Hochgeachtete Mahnerin: Holocaust-Überlebende Margot Friedländer 103-jährig gestorben
Die Holocaust-Überlebende Margot Friedländer ist tot. Die bedeutende Zeitzeugin der Juden-Verfolgung während der NS-Herrschaft starb am Freitag im Alter von 103 Jahren in Berlin gestorben, wie ihre Stiftung am Abend mitteilte. Zahlreiche führende Politiker wie Bundeskanzler Friedrich Merz (CDU) drückten ihre Trauer über Friedländers Tod aus. Bundespräsident Frank-Walter Steinmeier, der ihr am Freitag das Große Bundesverdienstkreuz hatte verleihen wollen, hob in seiner Kondolenzbotschaft hervor, Friedländer habe "unserem Land Versöhnung geschenkt".

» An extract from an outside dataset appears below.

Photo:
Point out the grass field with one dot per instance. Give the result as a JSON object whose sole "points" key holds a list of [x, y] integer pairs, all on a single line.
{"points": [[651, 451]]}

Friedländer versteckte sich während der nationalsozialistischen Judenvernichtung in Berlin im Untergrund, wurde aber verraten und in das Konzentrationslager Theresienstadt verschleppt. Sie überlebte, ihre ganze Familie wurde jedoch im Vernichtungslager Auschwitz ermordet.
Nach dem Zweiten Weltkrieg wanderte Friedländer in die USA aus, erst später im Leben setzte sie sich mit ihren Erfahrungen im Holocaust auseinander. Friedländer bezeichnete den Schritt als ihr "viertes Leben". Bekannt machte sie unter anderem ihre Autobiografie "Versuche, dein Leben zu machen".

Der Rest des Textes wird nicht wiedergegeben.